SBERT for images ? - Githubissues

UKPLab / sentence-transformers

Multilingual Sentence & Image Embeddings with BERT

https://www.SBERT.net

Apache License 2.0

14.35k stars 2.39k forks source link

SBERT for images ? #154

Open ghost opened 4 years ago

ghost commented 4 years ago

Hi,

Thanks for the great paper and library. Just curious to know if it can also be used to check similarity between images if image input features are given to the model. It may be a naive question, but want to know if such NLP algorithm can be applied to Vision tasks as well. It will be great to know if it can work, then how; and if not then why.

Thanks!

nreimers commented 4 years ago

Hi @sidSingla The issue will be to get the image into the network. BERT and the other available options are designed to work with text, i.e., they take text / words as input and compute the vectors.

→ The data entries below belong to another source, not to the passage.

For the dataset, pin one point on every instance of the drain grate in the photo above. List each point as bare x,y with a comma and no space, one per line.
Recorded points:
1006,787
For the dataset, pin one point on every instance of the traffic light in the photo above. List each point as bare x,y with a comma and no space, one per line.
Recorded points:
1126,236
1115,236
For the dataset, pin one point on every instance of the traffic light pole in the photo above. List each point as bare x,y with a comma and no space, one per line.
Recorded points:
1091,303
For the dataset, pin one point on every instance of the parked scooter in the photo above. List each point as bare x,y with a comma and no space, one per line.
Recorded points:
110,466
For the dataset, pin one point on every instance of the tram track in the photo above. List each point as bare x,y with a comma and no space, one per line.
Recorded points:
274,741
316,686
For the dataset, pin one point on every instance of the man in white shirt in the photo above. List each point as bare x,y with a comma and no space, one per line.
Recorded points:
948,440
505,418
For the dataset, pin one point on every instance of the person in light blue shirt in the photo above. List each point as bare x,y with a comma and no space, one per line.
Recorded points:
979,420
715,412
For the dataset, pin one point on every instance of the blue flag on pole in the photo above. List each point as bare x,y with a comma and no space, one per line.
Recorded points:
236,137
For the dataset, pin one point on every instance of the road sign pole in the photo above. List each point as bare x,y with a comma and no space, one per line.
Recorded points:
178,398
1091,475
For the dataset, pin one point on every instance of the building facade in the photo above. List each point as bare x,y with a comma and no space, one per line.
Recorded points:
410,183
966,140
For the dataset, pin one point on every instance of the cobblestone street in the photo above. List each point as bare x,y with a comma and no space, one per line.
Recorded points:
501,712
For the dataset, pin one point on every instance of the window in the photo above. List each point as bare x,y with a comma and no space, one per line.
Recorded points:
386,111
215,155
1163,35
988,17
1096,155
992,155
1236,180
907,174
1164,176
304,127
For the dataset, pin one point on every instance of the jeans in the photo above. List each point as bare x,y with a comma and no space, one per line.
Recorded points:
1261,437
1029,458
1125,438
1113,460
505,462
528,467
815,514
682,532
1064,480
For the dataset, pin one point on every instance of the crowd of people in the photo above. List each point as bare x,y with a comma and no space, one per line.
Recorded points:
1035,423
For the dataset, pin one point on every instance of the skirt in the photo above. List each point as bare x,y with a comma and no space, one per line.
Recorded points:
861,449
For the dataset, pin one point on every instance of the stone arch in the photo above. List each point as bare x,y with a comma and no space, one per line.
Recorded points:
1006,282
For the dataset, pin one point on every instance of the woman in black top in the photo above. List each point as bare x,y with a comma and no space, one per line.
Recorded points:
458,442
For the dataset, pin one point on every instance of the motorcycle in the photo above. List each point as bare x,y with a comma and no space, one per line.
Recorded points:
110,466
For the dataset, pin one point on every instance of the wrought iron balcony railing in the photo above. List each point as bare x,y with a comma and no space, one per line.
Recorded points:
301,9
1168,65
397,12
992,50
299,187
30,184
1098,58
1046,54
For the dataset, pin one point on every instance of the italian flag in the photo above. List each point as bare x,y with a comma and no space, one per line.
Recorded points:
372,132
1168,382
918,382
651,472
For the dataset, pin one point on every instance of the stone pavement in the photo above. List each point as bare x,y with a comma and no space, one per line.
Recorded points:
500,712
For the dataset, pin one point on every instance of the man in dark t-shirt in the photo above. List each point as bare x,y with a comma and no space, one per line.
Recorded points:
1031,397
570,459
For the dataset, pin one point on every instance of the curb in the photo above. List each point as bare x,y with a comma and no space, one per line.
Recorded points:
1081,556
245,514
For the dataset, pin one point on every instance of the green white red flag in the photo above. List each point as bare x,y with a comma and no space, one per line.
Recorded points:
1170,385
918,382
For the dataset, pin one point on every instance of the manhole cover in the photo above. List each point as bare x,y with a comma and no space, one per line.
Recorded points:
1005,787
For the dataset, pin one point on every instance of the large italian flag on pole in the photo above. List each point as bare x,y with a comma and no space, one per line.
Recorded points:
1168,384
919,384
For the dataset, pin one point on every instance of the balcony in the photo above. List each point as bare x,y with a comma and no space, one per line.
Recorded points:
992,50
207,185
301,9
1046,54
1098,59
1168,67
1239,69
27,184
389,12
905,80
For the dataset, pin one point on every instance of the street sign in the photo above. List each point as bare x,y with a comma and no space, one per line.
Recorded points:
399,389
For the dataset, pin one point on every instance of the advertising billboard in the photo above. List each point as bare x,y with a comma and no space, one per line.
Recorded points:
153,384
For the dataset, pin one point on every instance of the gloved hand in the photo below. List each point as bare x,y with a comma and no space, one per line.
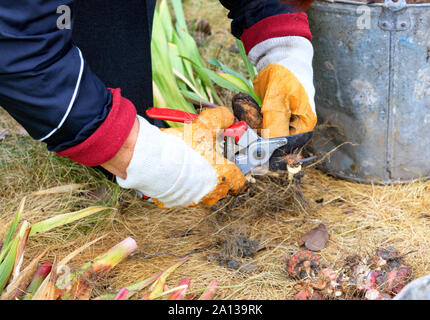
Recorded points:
179,167
285,85
277,39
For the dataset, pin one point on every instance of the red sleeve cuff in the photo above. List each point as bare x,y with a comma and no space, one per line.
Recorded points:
282,25
106,141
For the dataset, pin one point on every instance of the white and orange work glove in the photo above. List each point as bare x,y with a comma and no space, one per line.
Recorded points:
285,85
178,173
277,38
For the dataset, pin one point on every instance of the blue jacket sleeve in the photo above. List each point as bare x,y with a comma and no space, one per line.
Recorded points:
45,83
246,13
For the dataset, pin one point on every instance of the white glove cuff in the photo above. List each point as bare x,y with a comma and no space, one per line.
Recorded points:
164,167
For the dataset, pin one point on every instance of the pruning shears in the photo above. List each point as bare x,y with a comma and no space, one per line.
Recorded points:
241,144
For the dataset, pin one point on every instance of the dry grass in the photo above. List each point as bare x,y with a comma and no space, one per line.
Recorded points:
359,218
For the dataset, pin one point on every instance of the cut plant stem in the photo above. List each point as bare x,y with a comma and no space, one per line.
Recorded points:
38,278
92,271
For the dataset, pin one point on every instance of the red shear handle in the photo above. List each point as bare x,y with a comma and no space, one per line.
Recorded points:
171,115
236,131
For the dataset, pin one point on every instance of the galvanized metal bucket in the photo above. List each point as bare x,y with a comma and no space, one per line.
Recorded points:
372,77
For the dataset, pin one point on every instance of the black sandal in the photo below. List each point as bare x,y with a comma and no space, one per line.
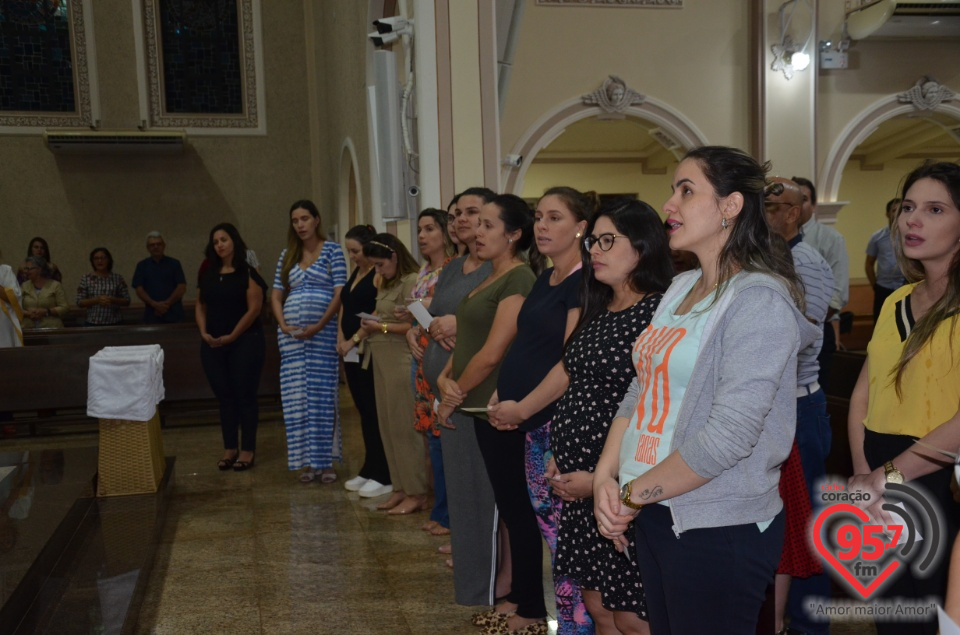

Don't see how you would be able to input an image into that. To be able to do that, you would need to create a new model that takes an image as input and outputs a fixed sized vector.

The general idea with siamese networks also works for finding similar images. It is quite extensively used in computer vision and the idea originates from there. You find quite a lot of papers on that.

But sadly I don't know if there are any available models / frameworks to compute image similarities.

Best Nils

ghost commented 4 years ago

Hi @nreimers

Thanks for your reply. Yes, given the popularity of siamese networks and triplet loss in vision, I wondered if the sentence bert model can be used for images. For input in the network, the penultimate layer of a CNN architecture can be used and then fine-tuned for Sentence Bert. I think I will try exploring it in future time. :)

Thanks Sid

nreimers commented 4 years ago

HuggingFace transformers repository also have the MMBT model implemented, that maps text and images: https://github.com/facebookresearch/mmbt/

Maybe that could be a starting point.

paulomann commented 4 years ago

I have used this project https://github.com/almazan/deep-image-retrieval and it works quite well even with completely different images. The code is well written and you can easily set up a working example.

zhanxlin commented 1 month ago

@tomaarsen hi, does Sbert support training image embedding?